Our cousin Philomena Kelly (1931-2000) became a school teacher in the area and described the land to Josephine in the following interview [4]:
Fr. Glynn... re-named Ballaghduff Tír na nÓg [Land of Eternal Youth]... We could field a team for a hurling match in Wall's field or a football team for a game in the lanes in Milltown... Our social life lacked nothing. A princeam (from the old English word "prinkum," meaning a caper or house dance) was organised in a few hours and these took place regularly. Our musicians were locals who played fiddle, tin whistles and in later years, the accordion. Songs were sung, poems recited and stories of other days were told. Gaelic words were used frequently and traces of the Gaelic era are found in the names of fields and gardens. In our village, Baile Thoir (east), households had narrow strips of land called "gits" probably from the Irish word giota, a small portion.

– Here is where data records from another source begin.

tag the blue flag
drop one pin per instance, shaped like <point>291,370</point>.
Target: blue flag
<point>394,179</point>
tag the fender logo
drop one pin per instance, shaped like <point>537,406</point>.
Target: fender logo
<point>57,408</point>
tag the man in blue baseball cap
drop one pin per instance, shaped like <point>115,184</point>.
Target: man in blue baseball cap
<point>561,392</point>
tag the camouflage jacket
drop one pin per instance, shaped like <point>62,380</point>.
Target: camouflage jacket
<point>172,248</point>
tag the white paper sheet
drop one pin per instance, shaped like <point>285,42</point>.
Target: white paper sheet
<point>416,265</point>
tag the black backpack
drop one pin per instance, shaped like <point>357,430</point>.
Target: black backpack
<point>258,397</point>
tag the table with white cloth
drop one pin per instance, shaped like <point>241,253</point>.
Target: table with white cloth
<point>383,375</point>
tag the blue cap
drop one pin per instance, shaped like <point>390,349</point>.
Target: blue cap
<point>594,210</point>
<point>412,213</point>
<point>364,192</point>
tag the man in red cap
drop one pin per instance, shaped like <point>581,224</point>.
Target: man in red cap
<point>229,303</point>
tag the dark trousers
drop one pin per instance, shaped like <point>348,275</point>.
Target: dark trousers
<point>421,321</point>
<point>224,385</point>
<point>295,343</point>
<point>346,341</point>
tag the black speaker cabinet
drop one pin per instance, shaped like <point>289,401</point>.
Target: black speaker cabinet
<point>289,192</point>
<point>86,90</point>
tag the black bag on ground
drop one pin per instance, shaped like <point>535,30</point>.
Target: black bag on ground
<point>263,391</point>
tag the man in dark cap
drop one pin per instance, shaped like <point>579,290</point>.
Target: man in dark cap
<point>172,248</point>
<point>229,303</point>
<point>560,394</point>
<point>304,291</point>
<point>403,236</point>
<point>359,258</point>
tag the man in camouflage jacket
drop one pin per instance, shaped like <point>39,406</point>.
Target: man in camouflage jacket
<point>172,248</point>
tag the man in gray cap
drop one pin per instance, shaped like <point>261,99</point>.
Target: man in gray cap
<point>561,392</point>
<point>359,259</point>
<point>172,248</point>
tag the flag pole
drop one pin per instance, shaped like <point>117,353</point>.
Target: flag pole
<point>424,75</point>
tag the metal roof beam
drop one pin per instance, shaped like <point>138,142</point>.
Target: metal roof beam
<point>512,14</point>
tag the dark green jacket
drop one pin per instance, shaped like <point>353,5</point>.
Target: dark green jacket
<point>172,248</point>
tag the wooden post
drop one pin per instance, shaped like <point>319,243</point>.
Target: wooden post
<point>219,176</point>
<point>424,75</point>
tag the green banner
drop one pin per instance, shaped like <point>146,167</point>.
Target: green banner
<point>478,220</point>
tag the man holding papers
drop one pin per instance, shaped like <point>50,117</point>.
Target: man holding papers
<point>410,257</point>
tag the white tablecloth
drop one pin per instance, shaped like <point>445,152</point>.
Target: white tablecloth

The beairnín or bearnán rua (translated as little gap or red gap) was a name given to fields in a part of the village where the grass took on a reddish hue in the autumn. Then there was Coiléir an Áirne (quarry of the sloe), Moínín Árd (high meadow) and Moín Guail or gcúl (bog of the hard, black turf or back bog). This word moín was pronounced "moon" which is the western Gaeltacht pronunciation. Gort a' bhealaigh was another field name. It got its name from the path to school through the fields. Between Ballaghduff and Clooncunore are the askeys, from the Irish, eascaí, low-lying land by the river. One field was called the flax field, as flax was grown there. The "tow" was the rough or discarded flax. Men wove a plait of this to repair the flail. Linen sheets, towels and tablecloths were in every house. In the words of the poet, Wordsworth, "Bliss it was in that dawn to be alive. But to be young was very heaven."
"Tír na nÓg ... considered a place beyond the edges of the map... It could be reached by either an arduous voyage or an invitation from one of its fairy residents." Hard not to think we were there.

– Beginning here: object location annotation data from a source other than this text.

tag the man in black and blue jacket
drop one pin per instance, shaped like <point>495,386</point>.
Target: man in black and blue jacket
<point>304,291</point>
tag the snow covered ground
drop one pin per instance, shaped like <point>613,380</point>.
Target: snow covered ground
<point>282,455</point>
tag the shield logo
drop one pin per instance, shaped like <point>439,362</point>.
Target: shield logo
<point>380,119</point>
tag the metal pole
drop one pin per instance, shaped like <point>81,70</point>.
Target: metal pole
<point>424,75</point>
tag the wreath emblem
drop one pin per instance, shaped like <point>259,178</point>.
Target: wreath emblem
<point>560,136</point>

5.29.07 (rev. 5.30.07, 5.26.16)
NOTES
[2] Throughout the 19th century Irish peasants rented from landlords, in my family's case from the D'Arcys. Early 20th century land reform finally allowed tenants to purchase. Then the Congested Districts Board awarded land to families as a way of fending off Home Rule. In 1901 there were only 3 families in Cooloo, so property was opened up there.
[3] The Tenement Act of 1842, now known as Griffith's Valuation, required an evaluation of every parcel of land for productivity. In the absence of census data, it's a useful source about info about communities.
[4] Published in "A Place of Genius and Gentility: Insights into Our Past." © Oidhreacht Chill Choirí, 2006. Published with private local funding.
IMAGE: Oil painting of half the houses in Ballaghduff, by M. Brennan (1973), from an earlier sketch by Philomena Kelly.
PHOTO: Ballaghduff today, on the gently modernized property of the late Paddy Kilmartin.